Vanguard Group in Malvern, Pa., the second-largest provider of ETFs, and New York’s Guggenheim Investments are two of a handful of firms that have recently upsized their credit lines, giving them more cash to pay investors who want out.
Brock Moseley, founding partner of Miracle Mile Advisors in West Los Angeles, which manages more than $400 million and uses ETFs as a centerpiece of its investment strategy, thinks these firms are making the right move. He said he also knows of ETF providers that have taken out insurance as another protective measure.
“If they’re purporting that they can provide liquidity, they have to do everything they can to create that liquidity,” he said. “That’s their job.”
Stocks might rise or fall in value, but it’s not hard to enter and exit positions, even if it involves taking a painful haircut. An emerging-market corporate bond, though, doesn’t work like that, so an ETF provider that’s assembled a security that holds bonds has to figure out the other end of the trade if a holder wants to sell.
It’s not hard to foresee a situation in which interest rates rise and a lot more people want to exit fixed-income ETFs than enter them. That could create a liquidity crunch, which is exactly why Vanguard and others are preparing for a mass-redemption scenario.
Moseley believes good ETF providers will do what it takes to provide that liquidity, but with it being so easy for retail investors to get into ETFs, it’s critical for them to understand that they are not stocks. If someone wants an investment portfolio that they can also tap for emergency cash, a corporate bond ETF might not be a good fit. Moseley said ETF investors should closely scrutinize the liquidity of the underlying assets, but he worries too many are not.
“Not enough people are doing the due diligence to understand the risks and rewards of different investments,” he said. “That’s what’s got us in trouble all along.”
Everyone knows about the Bay Area’s tech-infused economic expansion, but Scott Anderson, chief economist of San Francisco’s Bank of the West, says there are plenty of exciting developments happening downstate, too.
“The Los Angeles economy is really hitting on all cylinders,” he said. “It’s the envy of a lot of the country.”
A major part of that, Anderson said, is that many California households are in a healthier debt situation than they have been for some time. That’s the product of a combination of low rates, a growing economy and more frugal spending habits from a generation scarred by the financial crisis.
“When I look at debt service burdens (in California), they’re the lowest we’ve seen since the 1980s,” he said.
Meanwhile, he said that he’s seen businesses in Los Angeles more eager to take on debt, with double-digit growth in commercial and industrial lending here.
But despite that and other positives he sees in Los Angeles, including an influx of foreign investment that’s boosted real estate and ancillary industries, he does believe there are certain areas for improvement.
Southern California is still heavily tied to construction, a cyclical industry with booms and busts. And while the Bay Area is home to tech giants like Google Inc. that employ thousands, L.A. companies have trended smaller and leaner.
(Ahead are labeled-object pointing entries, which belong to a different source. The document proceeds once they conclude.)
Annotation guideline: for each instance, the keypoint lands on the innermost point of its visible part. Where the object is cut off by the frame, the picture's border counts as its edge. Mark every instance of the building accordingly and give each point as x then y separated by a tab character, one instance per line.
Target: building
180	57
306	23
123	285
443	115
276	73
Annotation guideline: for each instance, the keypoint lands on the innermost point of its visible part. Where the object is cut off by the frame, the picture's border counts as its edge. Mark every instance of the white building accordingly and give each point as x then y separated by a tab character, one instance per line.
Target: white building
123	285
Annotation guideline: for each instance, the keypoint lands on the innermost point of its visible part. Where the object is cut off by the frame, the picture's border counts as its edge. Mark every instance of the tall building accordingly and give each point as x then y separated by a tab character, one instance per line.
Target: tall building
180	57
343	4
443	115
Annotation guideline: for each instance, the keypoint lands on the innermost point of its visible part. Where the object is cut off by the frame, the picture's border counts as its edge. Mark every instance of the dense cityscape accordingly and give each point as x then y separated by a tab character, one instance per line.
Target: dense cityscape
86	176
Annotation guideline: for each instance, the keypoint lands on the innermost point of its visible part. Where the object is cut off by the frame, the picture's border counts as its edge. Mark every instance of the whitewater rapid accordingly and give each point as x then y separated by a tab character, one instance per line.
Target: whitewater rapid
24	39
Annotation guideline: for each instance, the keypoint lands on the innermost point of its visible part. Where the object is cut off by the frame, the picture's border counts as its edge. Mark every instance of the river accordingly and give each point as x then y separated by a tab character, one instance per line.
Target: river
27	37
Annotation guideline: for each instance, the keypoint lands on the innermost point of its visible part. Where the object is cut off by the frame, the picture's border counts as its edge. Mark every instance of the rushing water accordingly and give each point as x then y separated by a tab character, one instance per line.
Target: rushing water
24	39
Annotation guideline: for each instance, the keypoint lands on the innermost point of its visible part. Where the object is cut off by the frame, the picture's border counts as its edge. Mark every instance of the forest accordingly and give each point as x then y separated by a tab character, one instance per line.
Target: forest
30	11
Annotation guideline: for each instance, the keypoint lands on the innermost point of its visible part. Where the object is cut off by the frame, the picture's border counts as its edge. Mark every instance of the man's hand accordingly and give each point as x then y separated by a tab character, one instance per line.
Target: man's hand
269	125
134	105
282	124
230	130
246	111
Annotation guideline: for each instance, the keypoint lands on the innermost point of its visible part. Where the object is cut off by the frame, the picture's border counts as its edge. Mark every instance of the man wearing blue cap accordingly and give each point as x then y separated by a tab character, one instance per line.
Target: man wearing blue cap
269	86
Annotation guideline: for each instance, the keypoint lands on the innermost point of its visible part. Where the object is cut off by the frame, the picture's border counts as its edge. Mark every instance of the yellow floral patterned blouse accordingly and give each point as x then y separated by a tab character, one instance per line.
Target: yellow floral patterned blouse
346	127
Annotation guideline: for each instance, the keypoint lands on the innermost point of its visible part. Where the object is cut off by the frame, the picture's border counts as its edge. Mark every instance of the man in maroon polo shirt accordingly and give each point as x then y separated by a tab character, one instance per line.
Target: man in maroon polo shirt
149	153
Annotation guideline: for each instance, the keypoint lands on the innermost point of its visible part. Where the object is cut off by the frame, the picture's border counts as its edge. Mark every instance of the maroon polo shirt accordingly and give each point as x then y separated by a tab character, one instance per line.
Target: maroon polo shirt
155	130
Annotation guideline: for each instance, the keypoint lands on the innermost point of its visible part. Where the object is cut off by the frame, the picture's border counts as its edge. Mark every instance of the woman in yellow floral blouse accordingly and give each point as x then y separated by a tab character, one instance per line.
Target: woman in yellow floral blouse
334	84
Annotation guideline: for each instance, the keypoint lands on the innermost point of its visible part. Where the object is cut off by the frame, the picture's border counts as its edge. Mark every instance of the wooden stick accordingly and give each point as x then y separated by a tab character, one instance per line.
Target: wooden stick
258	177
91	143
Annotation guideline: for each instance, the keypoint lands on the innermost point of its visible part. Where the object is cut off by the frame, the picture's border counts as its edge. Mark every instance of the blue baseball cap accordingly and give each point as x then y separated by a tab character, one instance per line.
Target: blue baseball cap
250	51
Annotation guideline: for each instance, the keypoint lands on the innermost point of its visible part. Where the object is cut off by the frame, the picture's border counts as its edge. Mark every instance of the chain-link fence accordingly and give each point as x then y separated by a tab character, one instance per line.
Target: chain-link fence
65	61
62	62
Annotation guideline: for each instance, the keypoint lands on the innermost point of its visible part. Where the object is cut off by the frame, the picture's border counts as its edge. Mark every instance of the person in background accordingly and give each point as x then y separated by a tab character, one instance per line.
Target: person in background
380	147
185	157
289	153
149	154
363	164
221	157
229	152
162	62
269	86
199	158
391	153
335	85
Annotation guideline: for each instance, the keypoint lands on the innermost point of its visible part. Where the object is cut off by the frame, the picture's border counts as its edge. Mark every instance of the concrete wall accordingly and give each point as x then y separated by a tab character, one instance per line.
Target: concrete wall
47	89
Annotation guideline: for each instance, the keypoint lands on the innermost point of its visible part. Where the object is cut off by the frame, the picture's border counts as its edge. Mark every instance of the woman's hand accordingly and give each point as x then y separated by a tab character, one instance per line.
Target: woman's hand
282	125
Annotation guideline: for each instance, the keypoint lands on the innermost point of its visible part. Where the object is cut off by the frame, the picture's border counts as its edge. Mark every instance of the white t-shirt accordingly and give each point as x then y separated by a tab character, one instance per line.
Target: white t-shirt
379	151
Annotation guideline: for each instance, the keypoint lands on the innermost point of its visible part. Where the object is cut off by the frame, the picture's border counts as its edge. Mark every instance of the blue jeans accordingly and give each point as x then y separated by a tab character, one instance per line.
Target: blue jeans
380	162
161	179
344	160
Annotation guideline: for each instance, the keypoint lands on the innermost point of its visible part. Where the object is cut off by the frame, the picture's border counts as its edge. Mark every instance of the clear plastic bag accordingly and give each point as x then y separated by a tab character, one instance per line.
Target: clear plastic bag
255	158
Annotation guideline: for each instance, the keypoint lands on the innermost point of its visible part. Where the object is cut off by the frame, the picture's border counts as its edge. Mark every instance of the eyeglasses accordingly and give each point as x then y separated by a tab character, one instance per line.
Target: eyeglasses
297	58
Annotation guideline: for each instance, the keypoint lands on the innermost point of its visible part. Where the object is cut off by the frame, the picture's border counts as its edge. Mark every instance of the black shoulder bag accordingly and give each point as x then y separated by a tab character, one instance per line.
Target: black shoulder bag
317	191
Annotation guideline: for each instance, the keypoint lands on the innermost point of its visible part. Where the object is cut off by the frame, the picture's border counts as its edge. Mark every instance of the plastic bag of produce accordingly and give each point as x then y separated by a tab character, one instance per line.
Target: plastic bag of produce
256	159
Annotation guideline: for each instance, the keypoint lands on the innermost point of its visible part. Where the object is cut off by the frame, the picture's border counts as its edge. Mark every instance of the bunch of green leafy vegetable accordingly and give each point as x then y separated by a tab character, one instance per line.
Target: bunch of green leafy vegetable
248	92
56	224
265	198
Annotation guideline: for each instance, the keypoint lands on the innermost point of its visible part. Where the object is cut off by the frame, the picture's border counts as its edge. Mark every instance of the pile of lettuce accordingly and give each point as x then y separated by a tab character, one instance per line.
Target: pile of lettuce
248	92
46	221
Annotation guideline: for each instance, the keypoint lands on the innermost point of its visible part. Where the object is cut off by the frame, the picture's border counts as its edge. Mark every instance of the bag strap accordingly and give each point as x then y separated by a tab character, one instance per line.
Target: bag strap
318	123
“Tech has not been a huge job creator in Los Angeles,” Anderson said.
Los Angeles may be losing some lenders to big bank buyouts, but other local institutions are chasing Wall Street money on a much smaller scale. On May 19, First Choice Bank in Cerritos became the third L.A.-area bank to list on the OTCQX market, the highest-level over-the-counter marketplace, in the last year. That exchange has been working to attract over-the-counter banks, which, unlike many other OTC-traded companies, already have to comply with strict financial reporting requirements.
Downtown L.A.’s PBB Bancorp joined the exchange in March, and Mission Valley Bancorp in Sun Valley did so in June.
Listing on the OTCQX exchange, which is administered by New York’s OTC Markets Group, gives banks increased access to public capital without the costs of listing on the Nasdaq exchange. Also, as the exchange requires issuers to be sponsored by third-party investment banks or law firms, an OTCQX listing provides another stamp of legitimacy.
“We are pleased to provide this valuable channel of liquidity for our shareholders,” First Choice Chairman Peter Hui said in a May 19 press release.
A handful of local bankers told the Business Journal last year they would consider moving to the OTCQX market if they saw banks listed there getting some big-exchange benefits.
Mid-City institutional investor crowdfunding platform AssetAvenue has hired Varun Pathria as chief investment officer. He was previously a senior vice president at Santa Monica private equity firm Colony Capital.